People are quitting their jobs as if it’s 2007, which may be good news for worker paychecks.
Almost 2.8 million Americans voluntarily left their employers in September, representing 57.5 percent of total separations, based on seasonally adjusted data from the Labor Department. This percentage is the highest since May 2007.
As a result, U.S. workers could see a boost to their paychecks next year amid the labor-market turnover, said Nicholas Colas, chief market strategist at Convergex Group, an institutional equity-trading broker in New York. There’s a “very clear” correlation between resignations and pay raises that should continue because “people quit their jobs for better working conditions or better wages.”
Private-sector employees could see more robust salary increases ahead, according to Bloomberg BNA’s Wage Trend Indicator, designed to predict and interpret compensation trends in the next few months. The forward-looking index rose to 99.4 in the fourth quarter from 99.22 in the third, according to preliminary figures.
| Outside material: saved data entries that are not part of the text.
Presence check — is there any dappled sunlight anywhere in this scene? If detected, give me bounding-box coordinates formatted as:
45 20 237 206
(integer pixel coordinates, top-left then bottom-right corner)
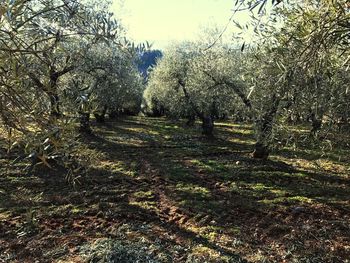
215 122 252 129
259 195 313 205
95 160 137 178
189 159 228 173
175 183 211 198
274 155 350 178
1 0 349 261
124 126 160 136
128 200 159 212
228 137 255 145
1 116 349 262
129 190 159 213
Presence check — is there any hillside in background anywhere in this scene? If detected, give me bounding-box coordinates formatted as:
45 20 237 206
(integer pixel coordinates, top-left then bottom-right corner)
137 50 163 78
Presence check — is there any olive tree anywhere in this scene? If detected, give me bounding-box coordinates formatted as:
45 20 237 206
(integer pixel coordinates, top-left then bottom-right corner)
0 0 141 170
238 0 350 158
144 43 250 137
64 41 144 133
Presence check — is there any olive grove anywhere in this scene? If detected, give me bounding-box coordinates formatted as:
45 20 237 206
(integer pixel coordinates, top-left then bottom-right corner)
1 0 349 166
144 0 350 158
144 44 250 137
245 0 350 158
0 0 144 169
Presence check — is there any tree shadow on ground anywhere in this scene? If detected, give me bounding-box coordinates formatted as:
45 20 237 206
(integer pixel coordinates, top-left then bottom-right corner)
1 117 349 262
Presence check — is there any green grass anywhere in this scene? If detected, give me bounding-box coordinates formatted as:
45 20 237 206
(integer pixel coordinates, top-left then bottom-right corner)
0 116 349 262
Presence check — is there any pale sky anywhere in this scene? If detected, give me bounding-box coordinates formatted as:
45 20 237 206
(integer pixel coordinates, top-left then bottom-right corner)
111 0 251 49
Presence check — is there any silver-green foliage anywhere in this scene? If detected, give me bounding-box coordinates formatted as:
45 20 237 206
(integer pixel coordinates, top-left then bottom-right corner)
144 43 248 119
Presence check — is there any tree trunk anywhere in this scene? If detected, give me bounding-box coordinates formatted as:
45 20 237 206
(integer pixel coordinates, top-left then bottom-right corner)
79 112 91 133
336 117 348 132
109 109 119 119
94 113 105 123
201 116 214 137
186 114 196 126
94 106 107 123
49 93 61 117
252 142 269 160
309 112 322 136
253 95 280 160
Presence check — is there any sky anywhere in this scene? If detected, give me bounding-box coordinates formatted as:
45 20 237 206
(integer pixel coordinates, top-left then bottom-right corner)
111 0 251 50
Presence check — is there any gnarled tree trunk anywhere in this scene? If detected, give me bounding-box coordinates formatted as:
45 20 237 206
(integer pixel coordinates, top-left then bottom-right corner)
309 112 323 136
109 108 119 119
79 112 91 133
186 114 196 126
252 142 270 159
253 95 280 160
201 116 214 138
94 106 107 123
49 93 61 118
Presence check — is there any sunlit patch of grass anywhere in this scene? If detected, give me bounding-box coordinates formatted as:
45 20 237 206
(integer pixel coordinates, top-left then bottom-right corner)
231 128 254 135
115 139 146 147
187 245 234 262
260 195 313 205
163 125 180 130
97 160 137 177
175 183 211 198
216 122 254 137
250 183 269 191
0 211 11 220
288 195 313 202
9 187 43 206
123 127 145 132
215 122 252 128
185 222 239 247
124 126 160 136
276 155 349 177
246 250 269 262
227 226 241 235
228 182 272 199
195 225 235 243
129 188 158 212
129 201 158 212
293 172 309 178
190 159 216 171
249 183 289 197
190 159 228 173
270 189 288 196
228 137 255 145
314 159 348 174
132 190 155 199
288 127 310 133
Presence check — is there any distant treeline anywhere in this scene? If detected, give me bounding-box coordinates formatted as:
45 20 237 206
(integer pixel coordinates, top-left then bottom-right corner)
137 50 163 78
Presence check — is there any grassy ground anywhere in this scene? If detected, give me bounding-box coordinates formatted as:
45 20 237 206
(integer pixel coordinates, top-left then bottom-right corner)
0 116 349 262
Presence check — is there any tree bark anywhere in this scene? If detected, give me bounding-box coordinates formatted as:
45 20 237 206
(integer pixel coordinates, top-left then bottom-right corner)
252 142 269 160
49 93 61 117
253 95 280 160
309 112 322 136
109 108 119 119
201 116 214 138
94 106 107 123
79 112 91 133
186 114 196 126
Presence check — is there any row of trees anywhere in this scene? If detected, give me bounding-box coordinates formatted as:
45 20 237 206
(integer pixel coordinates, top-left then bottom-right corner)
1 0 348 164
144 0 350 158
144 44 249 136
0 0 144 168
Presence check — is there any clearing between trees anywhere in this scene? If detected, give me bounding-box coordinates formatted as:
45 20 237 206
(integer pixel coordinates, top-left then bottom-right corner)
1 117 349 262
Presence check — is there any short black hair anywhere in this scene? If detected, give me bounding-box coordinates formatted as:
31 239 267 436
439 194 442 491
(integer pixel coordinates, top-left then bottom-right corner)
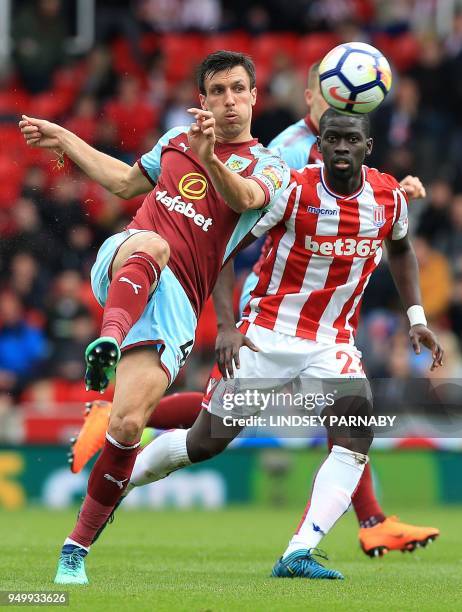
319 108 370 137
196 50 256 95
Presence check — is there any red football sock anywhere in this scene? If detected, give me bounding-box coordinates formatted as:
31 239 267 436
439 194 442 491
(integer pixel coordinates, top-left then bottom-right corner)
147 392 203 429
69 434 140 548
327 437 385 524
101 252 161 346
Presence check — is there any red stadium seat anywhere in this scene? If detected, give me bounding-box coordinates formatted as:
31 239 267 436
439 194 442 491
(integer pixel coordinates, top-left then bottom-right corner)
0 154 24 208
251 33 299 68
140 32 161 56
373 32 420 72
31 90 74 119
296 33 341 71
111 37 146 81
162 34 204 84
202 32 251 56
0 125 24 157
0 89 29 117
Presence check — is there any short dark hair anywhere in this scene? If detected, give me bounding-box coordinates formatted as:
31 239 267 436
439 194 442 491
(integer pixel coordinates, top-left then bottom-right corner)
319 107 370 137
196 50 256 95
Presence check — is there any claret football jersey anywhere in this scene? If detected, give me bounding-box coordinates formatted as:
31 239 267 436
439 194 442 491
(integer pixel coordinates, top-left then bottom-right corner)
128 126 290 316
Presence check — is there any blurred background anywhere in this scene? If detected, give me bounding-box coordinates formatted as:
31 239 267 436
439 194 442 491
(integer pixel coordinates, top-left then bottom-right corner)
1 0 462 510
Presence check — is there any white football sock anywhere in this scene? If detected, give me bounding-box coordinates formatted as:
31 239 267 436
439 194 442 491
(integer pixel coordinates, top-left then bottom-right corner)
283 445 367 558
128 429 191 490
64 537 89 552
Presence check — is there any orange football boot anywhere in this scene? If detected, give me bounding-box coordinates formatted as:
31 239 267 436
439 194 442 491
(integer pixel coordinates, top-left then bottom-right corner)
68 400 111 473
359 516 440 557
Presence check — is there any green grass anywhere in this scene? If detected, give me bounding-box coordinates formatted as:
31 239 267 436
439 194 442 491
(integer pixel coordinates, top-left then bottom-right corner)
1 506 461 611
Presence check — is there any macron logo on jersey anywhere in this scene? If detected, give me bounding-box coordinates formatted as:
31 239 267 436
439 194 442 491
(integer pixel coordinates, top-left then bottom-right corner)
307 205 338 216
155 190 213 232
305 235 382 258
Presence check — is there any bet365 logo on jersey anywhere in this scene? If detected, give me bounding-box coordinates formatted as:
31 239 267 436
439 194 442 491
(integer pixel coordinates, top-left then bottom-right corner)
305 235 382 258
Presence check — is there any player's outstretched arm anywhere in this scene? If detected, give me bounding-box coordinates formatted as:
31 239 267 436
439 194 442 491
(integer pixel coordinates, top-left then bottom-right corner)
213 260 259 379
385 235 444 370
19 115 152 199
186 108 267 212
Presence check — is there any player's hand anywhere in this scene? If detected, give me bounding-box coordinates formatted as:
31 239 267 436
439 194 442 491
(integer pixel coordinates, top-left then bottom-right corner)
409 324 444 371
19 115 63 150
399 175 426 200
215 326 259 379
187 108 216 163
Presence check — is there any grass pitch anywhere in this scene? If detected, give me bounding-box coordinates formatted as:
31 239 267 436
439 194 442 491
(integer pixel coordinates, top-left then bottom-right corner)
1 506 461 611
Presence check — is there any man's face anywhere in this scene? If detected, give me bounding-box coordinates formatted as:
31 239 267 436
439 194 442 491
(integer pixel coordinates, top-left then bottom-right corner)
199 66 256 140
318 114 372 181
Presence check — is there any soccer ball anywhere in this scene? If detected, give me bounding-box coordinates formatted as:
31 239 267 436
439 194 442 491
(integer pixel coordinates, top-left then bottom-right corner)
319 42 392 115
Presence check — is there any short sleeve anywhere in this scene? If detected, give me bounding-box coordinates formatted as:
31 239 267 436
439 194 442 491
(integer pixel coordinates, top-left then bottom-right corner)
247 153 291 211
252 179 300 238
391 187 409 240
138 126 188 185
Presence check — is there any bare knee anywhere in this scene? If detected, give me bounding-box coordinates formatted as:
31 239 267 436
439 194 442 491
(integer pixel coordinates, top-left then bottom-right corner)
136 235 170 268
109 413 145 444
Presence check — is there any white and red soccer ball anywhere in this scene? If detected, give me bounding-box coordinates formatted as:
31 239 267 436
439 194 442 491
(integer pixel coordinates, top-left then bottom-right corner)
319 42 392 115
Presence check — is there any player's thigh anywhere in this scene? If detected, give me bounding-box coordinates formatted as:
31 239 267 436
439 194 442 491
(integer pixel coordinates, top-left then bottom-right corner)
112 229 170 277
302 343 373 453
108 347 169 441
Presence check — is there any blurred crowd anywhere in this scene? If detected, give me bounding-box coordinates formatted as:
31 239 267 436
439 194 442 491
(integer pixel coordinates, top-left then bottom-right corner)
1 0 462 419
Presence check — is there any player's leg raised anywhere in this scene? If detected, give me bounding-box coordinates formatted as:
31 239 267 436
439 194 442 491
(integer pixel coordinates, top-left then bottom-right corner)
86 230 169 393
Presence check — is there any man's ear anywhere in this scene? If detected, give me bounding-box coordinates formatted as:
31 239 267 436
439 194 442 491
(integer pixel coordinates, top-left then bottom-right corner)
304 88 312 108
251 87 257 106
199 93 207 110
366 137 373 156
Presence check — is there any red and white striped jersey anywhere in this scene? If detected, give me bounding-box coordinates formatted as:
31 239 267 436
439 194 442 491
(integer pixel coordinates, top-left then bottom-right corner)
243 165 409 344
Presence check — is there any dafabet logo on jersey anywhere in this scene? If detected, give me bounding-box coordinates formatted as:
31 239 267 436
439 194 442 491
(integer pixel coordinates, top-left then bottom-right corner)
179 172 208 200
155 172 212 232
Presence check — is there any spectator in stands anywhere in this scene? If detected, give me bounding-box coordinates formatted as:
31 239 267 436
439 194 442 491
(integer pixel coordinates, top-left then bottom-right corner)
64 96 99 145
448 274 462 349
408 35 452 178
438 194 462 275
162 79 196 131
416 179 452 247
12 0 68 93
45 270 91 353
136 0 183 32
413 235 453 322
60 225 96 277
47 311 97 382
41 175 85 238
0 290 47 396
7 252 50 314
180 0 222 31
81 46 117 101
1 197 61 272
370 76 421 175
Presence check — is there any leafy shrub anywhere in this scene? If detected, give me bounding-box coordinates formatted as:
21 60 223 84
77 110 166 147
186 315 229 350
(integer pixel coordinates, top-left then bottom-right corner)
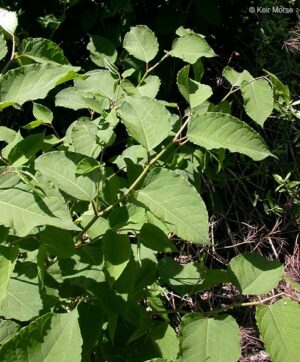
0 7 299 362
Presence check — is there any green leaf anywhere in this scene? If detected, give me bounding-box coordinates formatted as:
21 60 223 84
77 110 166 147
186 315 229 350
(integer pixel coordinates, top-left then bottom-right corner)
137 75 161 98
0 320 20 345
35 151 98 201
32 102 53 123
178 313 241 362
158 257 207 296
118 97 172 151
0 274 43 321
187 112 273 161
228 253 284 295
222 66 252 87
39 226 75 258
87 35 117 67
170 34 215 64
0 8 18 35
7 133 44 167
0 33 7 61
177 65 212 108
78 302 104 359
68 118 101 157
102 230 131 284
0 64 78 110
256 298 300 362
139 223 177 253
0 173 79 236
137 168 209 244
21 37 70 65
151 322 179 361
76 157 101 176
123 25 159 63
74 70 117 100
0 309 83 361
240 78 274 126
0 126 16 143
0 246 18 306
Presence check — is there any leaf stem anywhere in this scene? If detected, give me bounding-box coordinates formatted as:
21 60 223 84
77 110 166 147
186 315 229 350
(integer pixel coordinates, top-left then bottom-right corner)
1 35 16 76
139 52 170 85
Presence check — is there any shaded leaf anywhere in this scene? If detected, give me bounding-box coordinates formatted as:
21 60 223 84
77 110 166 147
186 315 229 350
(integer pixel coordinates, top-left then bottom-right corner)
21 37 70 65
39 226 75 258
87 35 117 67
177 65 212 108
151 322 179 361
102 230 131 284
140 223 177 253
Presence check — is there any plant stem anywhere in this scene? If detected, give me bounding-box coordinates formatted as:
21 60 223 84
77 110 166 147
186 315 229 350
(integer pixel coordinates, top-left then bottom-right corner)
76 115 191 241
203 292 285 317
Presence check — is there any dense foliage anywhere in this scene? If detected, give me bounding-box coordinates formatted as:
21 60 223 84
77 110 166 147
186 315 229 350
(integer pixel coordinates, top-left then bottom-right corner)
0 2 299 361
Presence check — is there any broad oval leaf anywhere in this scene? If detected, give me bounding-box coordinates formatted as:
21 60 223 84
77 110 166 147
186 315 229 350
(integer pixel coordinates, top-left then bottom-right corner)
0 33 7 61
178 313 241 362
39 226 75 258
123 25 159 63
87 35 117 67
0 320 20 345
0 173 79 236
74 70 117 100
158 257 206 296
136 168 209 244
177 65 212 108
228 253 284 295
0 270 44 321
0 64 78 109
137 75 161 98
35 151 98 201
240 78 274 127
21 37 70 65
0 8 17 35
256 298 300 362
102 230 131 284
118 97 172 151
187 112 273 161
151 322 179 361
68 118 102 157
171 34 215 64
139 223 177 253
0 246 18 307
0 309 82 361
222 66 252 87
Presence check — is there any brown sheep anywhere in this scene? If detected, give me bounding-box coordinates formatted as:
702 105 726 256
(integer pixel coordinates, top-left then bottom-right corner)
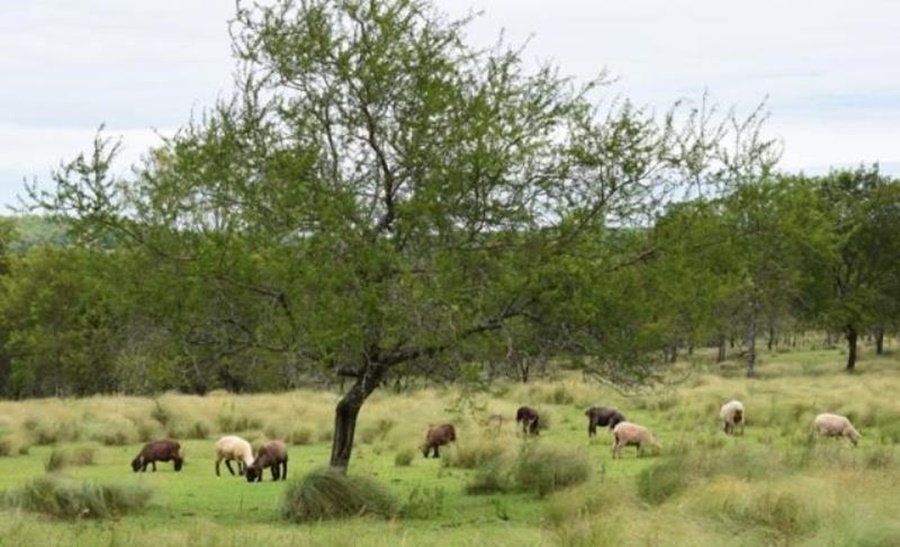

This marks the fifth consecutive increase and highest level since the three months ended Dec. 31, 2008.
Workers could see their pay go up as much as 2.5 percent on average next year, though it’s unclear how fast this will happen, said Kathryn Kobe, an economist at Economic Consulting Services in Washington, who helped develop and maintains the indicator. That’s because a variety of labor-market measures continue to show “slow and steady improvement.”
Wages rose 2.3 percent in the third quarter from the same period a year ago, the biggest 12-month jump in almost six years, data from the Labor Department show. Voluntary departures lead salary increases by about 15 months, Colas said.
People are emboldened to switch jobs as confidence in the economy rises, Kobe said. The share of Americans who say business conditions are “good” minus the share who say they are “bad” remains positive, based on data from the Conference Board, a New York research group. This differential – at 2.8 percentage points last month, down from 3 points in September – has been positive since June and is near levels last seen in 2007.
As people “vote with their feet and take another job at a higher pay,” this forces some managers to reassess how much they compensate employees, said John Challenger, chief executive officer of Chicago-based Challenger, Gray & Christmas Inc., a human-resources consulting company. Businesses are more willing to invest in their workforce as quits increase, he said.
Wage growth has been “stubbornly held back” in recent years, though there are signs of gains ahead as the U.S. economy gets “closer and closer to full employment,” Challenger said.
At this stage of the expansion, which began more than five years ago, there are more “healthy” indications the labor market has stabilized, Challenger said. The jobless rate fell to 5.8 percent last month, the lowest since 2008, from 5.9 percent in September, Labor Department figures show. Meanwhile, U.S. employers added an average of 228,500 workers to payrolls in January-October, up from 197,300 in the comparable period last year and the most since 1999.
While there isn’t any “immediate danger” for the U.S. economy, a slowdown that affects labor-market turnover and wage gains can be difficult to predict, Kobe said.
There still are pockets of strength, as professions such as welders, plumbers, truck drivers and pipe fitters are in “great demand,” Challenger said. Another “fairly interesting” sign is that turnover among government employees is rising, Colas said. In September, 168,000 government employees quit, up 47 percent from the same period a year ago, Labor Department figures show.
Leaving a job that’s very stable underscores confidence in the economy and suggests some of these workers were lured by higher compensation in the private sector, Colas added.